Título: Importados sustentam a expansão da indústria
Autor:
Fonte: Valor Econômico, 06/09/2007, Opinião, p. A10

A indústria brasileira cresce a um ritmo forte, apesar de ligeiros e pequenos tropeços, como o observado em julho. O crescimento foi de 6,83% se considerados os meses de julho de 2007 e do ano anterior, e de 5%, se levado em conta o acumulado neste ano ante o de 2006. O número de setores relevantes no parque industrial que apresentaram queda em julho ou mesmo no acumulado dos sete primeiros meses do ano, conta-se nos dedos. O declínio da produção em sete meses é, também, modesto, especialmente levando-se em conta que as importações cresceram no período 28% em valor e 23% em volume. Por outro lado, o uso da capacidade instalada (dados da Fundação Getúlio Vargas) atingiu o mais alto nível da série histórica que se inicia em 1995 - 85,7%. Tudo isso ocorre sem que os preços industriais pressionem a inflação e com o emprego em alta.
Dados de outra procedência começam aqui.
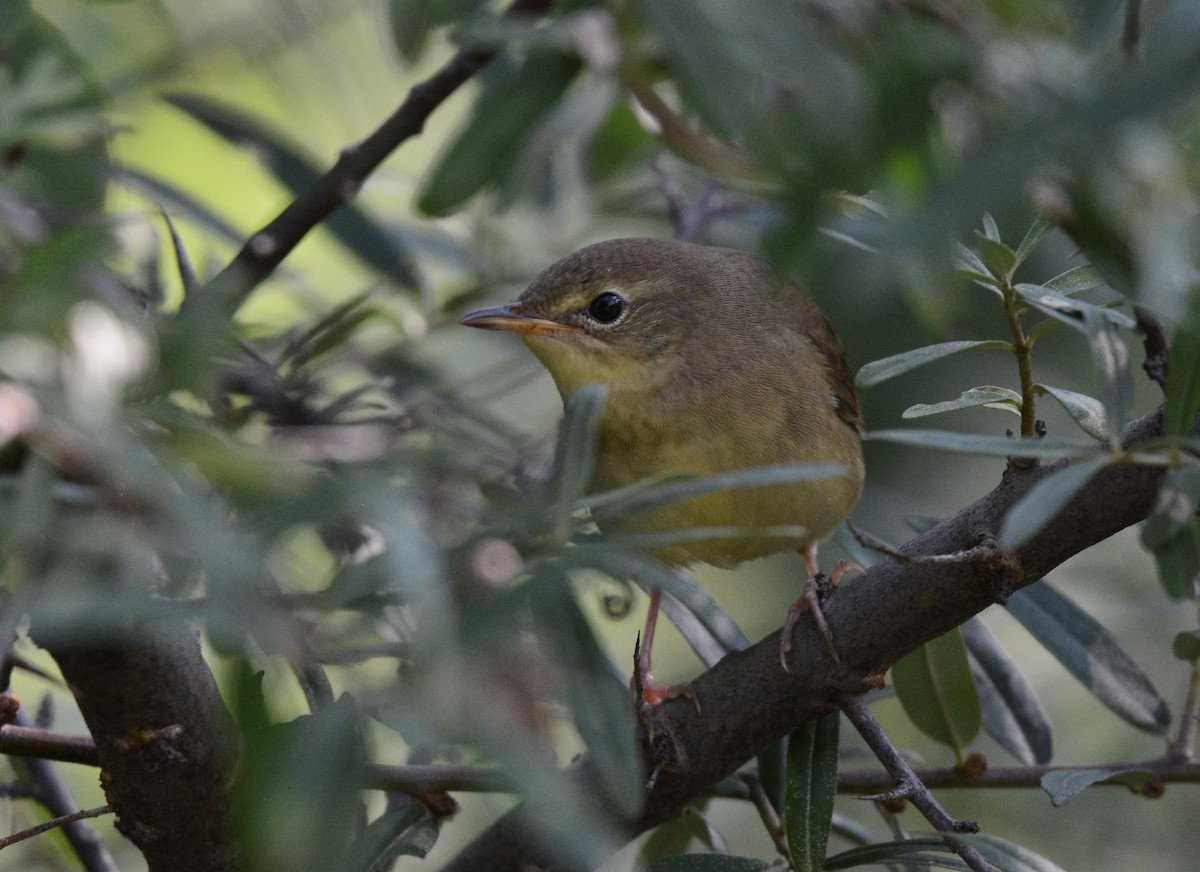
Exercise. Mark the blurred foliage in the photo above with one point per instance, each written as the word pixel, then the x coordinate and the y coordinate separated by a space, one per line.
pixel 358 504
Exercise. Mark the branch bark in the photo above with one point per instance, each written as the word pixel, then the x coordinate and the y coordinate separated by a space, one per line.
pixel 747 699
pixel 165 741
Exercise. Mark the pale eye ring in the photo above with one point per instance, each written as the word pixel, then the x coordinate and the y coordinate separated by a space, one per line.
pixel 606 307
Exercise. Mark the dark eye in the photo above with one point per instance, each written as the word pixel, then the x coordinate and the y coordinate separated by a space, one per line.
pixel 607 307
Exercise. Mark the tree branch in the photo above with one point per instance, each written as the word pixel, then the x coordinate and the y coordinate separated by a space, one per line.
pixel 165 743
pixel 895 607
pixel 267 248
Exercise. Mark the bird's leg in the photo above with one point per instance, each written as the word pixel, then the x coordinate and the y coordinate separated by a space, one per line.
pixel 810 601
pixel 643 683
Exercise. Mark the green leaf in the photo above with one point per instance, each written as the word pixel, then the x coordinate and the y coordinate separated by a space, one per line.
pixel 1068 311
pixel 1008 857
pixel 989 396
pixel 167 196
pixel 1077 280
pixel 1000 258
pixel 1043 503
pixel 405 829
pixel 599 704
pixel 899 364
pixel 707 863
pixel 1113 365
pixel 375 246
pixel 414 20
pixel 1091 655
pixel 917 851
pixel 652 575
pixel 1067 783
pixel 996 446
pixel 505 115
pixel 1186 645
pixel 575 455
pixel 1085 410
pixel 969 264
pixel 811 788
pixel 1033 236
pixel 990 230
pixel 939 693
pixel 1012 711
pixel 1183 376
pixel 1173 533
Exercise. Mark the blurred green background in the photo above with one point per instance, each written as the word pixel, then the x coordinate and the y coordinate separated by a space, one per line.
pixel 941 110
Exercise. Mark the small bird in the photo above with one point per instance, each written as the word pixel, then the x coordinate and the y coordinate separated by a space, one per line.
pixel 712 365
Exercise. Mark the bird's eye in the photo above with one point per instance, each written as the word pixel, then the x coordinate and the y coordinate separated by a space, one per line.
pixel 607 307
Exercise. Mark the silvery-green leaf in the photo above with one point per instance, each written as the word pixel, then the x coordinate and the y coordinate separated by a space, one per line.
pixel 997 446
pixel 889 367
pixel 1085 410
pixel 1043 503
pixel 991 397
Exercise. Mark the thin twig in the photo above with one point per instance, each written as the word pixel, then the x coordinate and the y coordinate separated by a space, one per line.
pixel 767 813
pixel 433 779
pixel 55 823
pixel 985 552
pixel 909 786
pixel 267 248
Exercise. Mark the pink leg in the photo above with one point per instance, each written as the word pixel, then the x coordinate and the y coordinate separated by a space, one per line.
pixel 653 693
pixel 810 602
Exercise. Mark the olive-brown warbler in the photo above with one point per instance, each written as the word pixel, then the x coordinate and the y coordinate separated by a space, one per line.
pixel 712 365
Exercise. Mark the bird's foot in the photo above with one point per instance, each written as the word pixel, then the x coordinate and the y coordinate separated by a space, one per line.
pixel 817 588
pixel 646 692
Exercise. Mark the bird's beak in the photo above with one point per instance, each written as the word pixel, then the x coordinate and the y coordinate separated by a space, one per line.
pixel 511 316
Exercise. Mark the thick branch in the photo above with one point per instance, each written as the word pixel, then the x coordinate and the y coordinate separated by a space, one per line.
pixel 748 701
pixel 165 743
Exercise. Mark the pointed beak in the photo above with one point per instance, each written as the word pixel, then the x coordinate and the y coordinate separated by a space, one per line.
pixel 511 317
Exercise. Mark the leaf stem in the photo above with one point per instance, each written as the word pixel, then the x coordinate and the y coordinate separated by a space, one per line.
pixel 1023 352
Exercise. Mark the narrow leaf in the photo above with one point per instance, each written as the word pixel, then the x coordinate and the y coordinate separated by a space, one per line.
pixel 937 692
pixel 1065 785
pixel 652 575
pixel 994 397
pixel 996 446
pixel 897 365
pixel 707 863
pixel 1033 236
pixel 575 452
pixel 1113 365
pixel 183 263
pixel 1000 258
pixel 912 849
pixel 1012 711
pixel 811 788
pixel 1077 280
pixel 1186 645
pixel 969 263
pixel 505 115
pixel 990 230
pixel 1069 311
pixel 1183 376
pixel 1091 655
pixel 1043 503
pixel 1173 533
pixel 1085 410
pixel 599 703
pixel 1008 857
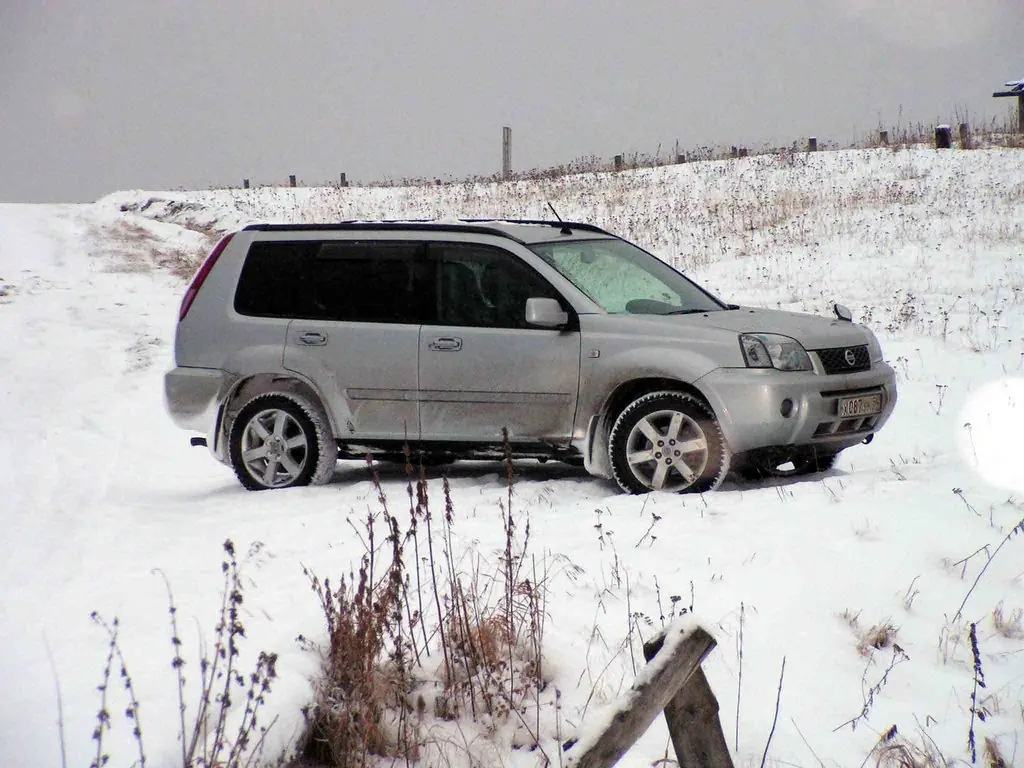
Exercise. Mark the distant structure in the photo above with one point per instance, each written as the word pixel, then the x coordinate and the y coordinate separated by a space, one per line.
pixel 506 153
pixel 1016 89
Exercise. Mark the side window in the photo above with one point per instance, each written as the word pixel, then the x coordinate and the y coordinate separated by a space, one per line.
pixel 484 287
pixel 370 282
pixel 269 284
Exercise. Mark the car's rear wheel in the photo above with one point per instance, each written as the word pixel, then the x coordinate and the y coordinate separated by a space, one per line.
pixel 668 441
pixel 282 440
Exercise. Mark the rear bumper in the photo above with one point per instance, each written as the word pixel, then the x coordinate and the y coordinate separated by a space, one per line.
pixel 749 403
pixel 193 396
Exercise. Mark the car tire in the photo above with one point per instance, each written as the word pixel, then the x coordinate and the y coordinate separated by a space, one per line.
pixel 669 441
pixel 282 440
pixel 806 462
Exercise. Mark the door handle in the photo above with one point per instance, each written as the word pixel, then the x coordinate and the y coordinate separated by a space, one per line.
pixel 445 344
pixel 312 338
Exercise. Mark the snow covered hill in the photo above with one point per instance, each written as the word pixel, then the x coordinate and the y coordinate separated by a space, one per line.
pixel 887 548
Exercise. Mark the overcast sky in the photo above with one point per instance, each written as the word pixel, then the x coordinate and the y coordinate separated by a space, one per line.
pixel 114 94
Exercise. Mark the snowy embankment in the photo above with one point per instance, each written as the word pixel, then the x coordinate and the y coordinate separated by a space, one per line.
pixel 925 247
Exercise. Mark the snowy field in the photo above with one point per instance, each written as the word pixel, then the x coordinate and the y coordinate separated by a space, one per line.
pixel 105 497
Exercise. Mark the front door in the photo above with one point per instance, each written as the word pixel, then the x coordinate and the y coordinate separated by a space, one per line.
pixel 482 368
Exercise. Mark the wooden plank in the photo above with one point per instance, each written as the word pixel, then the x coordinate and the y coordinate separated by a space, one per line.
pixel 685 646
pixel 693 723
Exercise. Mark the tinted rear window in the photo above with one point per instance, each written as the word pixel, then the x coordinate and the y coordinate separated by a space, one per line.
pixel 371 282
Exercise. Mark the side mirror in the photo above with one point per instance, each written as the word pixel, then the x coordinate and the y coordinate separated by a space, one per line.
pixel 546 313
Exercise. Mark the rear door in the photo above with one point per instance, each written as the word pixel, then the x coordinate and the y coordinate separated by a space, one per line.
pixel 482 368
pixel 356 336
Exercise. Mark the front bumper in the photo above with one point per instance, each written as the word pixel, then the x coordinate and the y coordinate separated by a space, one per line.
pixel 749 403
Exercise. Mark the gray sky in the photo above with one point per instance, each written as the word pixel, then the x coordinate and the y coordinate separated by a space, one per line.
pixel 101 95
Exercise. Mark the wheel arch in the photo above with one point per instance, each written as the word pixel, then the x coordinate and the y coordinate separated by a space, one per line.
pixel 253 386
pixel 616 400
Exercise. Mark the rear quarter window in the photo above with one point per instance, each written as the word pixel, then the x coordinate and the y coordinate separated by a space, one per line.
pixel 368 282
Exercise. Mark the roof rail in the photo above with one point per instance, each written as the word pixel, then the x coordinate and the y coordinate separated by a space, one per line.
pixel 478 226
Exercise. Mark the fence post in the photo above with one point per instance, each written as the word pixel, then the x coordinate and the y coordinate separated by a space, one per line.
pixel 965 131
pixel 684 646
pixel 506 153
pixel 692 718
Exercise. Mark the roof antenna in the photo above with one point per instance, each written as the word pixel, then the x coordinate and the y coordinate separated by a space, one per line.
pixel 565 229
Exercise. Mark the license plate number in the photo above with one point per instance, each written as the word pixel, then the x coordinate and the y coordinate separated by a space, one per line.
pixel 867 404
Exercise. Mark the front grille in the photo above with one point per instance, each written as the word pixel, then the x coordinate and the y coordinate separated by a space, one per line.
pixel 838 360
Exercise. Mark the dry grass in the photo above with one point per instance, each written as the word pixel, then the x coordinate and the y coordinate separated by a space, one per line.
pixel 876 637
pixel 1010 626
pixel 411 643
pixel 132 248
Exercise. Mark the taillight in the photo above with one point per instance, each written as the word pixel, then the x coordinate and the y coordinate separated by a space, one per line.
pixel 204 270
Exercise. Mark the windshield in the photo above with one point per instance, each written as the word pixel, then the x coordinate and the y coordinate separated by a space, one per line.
pixel 625 280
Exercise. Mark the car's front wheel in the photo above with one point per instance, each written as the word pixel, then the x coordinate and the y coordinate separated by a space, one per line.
pixel 281 440
pixel 668 441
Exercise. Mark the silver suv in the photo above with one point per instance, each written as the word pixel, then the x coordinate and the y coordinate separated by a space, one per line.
pixel 298 345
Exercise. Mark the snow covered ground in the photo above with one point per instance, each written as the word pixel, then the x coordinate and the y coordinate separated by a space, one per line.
pixel 102 491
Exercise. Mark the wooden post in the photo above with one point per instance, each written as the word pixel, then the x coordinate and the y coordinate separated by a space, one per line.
pixel 506 153
pixel 965 133
pixel 693 723
pixel 1020 105
pixel 684 646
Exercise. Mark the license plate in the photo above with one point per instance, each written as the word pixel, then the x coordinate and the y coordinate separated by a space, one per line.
pixel 867 404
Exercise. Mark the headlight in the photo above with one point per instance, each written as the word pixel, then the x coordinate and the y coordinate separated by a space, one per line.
pixel 772 350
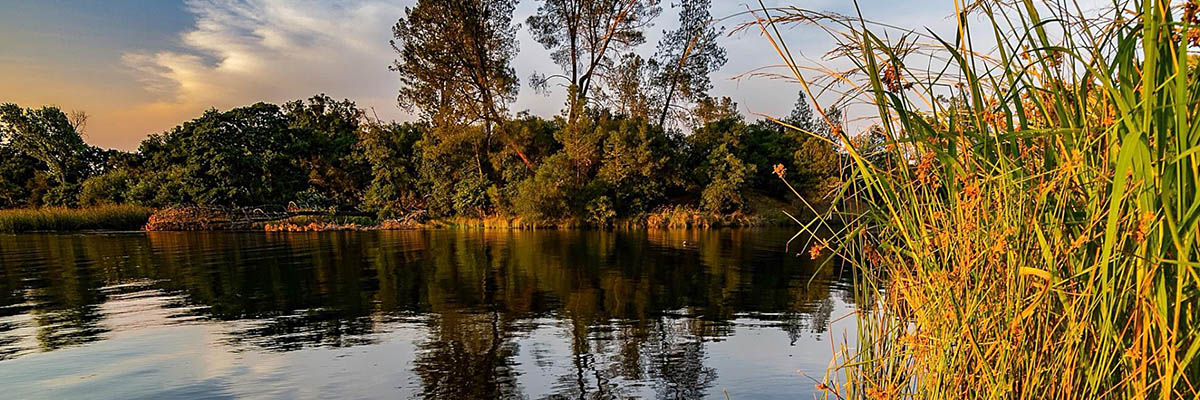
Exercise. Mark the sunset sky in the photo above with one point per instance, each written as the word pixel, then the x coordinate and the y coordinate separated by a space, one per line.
pixel 143 66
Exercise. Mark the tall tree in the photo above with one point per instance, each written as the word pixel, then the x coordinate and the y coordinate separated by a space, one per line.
pixel 687 57
pixel 455 66
pixel 337 171
pixel 48 136
pixel 585 35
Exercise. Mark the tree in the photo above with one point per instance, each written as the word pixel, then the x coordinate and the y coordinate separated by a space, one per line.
pixel 583 36
pixel 48 136
pixel 395 187
pixel 454 64
pixel 816 159
pixel 727 179
pixel 245 156
pixel 688 55
pixel 336 169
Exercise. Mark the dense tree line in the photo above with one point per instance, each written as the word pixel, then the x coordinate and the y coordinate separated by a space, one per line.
pixel 635 135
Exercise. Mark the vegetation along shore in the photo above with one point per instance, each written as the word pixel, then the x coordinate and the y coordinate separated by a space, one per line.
pixel 1035 232
pixel 639 142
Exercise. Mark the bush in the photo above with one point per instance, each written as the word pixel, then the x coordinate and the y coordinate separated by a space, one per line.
pixel 111 187
pixel 545 197
pixel 727 177
pixel 471 196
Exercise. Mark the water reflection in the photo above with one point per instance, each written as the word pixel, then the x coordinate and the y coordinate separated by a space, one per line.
pixel 497 314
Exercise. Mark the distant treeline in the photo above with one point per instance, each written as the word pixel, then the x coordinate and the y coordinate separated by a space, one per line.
pixel 323 153
pixel 635 133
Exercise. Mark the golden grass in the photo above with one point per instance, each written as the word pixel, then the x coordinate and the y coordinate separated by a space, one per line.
pixel 1033 221
pixel 101 218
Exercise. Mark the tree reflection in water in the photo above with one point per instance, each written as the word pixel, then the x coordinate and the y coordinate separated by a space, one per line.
pixel 635 308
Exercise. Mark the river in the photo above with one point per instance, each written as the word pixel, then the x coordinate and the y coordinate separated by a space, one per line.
pixel 442 314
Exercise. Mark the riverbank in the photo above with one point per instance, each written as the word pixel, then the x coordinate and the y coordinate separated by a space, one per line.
pixel 133 218
pixel 103 218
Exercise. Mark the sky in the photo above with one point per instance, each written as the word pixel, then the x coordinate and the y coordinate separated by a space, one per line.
pixel 144 66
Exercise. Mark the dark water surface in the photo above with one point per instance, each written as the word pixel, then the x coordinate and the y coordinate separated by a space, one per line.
pixel 415 314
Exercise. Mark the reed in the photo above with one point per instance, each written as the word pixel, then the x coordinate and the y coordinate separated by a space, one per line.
pixel 1031 222
pixel 101 218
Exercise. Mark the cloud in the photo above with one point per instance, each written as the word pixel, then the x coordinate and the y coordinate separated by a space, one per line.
pixel 246 51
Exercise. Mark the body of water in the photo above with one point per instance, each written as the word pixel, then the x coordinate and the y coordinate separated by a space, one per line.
pixel 417 314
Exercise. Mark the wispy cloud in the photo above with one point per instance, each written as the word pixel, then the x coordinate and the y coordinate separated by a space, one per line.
pixel 247 51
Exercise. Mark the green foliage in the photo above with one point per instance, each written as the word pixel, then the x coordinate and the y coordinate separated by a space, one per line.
pixel 395 186
pixel 605 159
pixel 727 181
pixel 471 196
pixel 546 196
pixel 245 156
pixel 109 187
pixel 328 132
pixel 49 137
pixel 585 36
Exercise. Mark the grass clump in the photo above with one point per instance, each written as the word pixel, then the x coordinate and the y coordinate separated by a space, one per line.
pixel 101 218
pixel 1032 227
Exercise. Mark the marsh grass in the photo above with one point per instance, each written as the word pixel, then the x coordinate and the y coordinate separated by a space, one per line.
pixel 101 218
pixel 1033 216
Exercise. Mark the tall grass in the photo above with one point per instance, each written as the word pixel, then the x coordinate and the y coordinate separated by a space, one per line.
pixel 1033 216
pixel 109 218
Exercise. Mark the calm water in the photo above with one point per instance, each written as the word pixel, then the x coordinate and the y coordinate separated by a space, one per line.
pixel 415 314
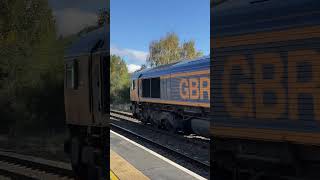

Uma das conclusões dessas estatísticas é que a expansão dos bens importados, estimulados pelo câmbio valorizado, tem amortecido a pressão sobre os preços que o atual elevado ritmo de produção doméstica desencadearia e que, nesta tarefa, tem recebido a inestimável ajuda da elevação dos investimentos, boa parte deles também realizados com maquinários do exterior.

Setores tradicionais da indústria perdem espaço relativo para os importados, mas esse fenômeno não é geral e nem drástico. De janeiro a julho, a produção física de calçados e artigos de couro decaiu 3,63%, a de material eletrônico, 7,37% e de madeira, 3,8%. Os setores têxtil e de vestuários, que sofrem pesada concorrência da China, estão em território positivo, embora modesto - 2,7% e 3,45%, respectivamente. Na prática, os segmentos que mais apresentaram queda foram o refino de açúcar (- 11,92%) e leite (-5,5%), nos quais o país é competitivo e exportador.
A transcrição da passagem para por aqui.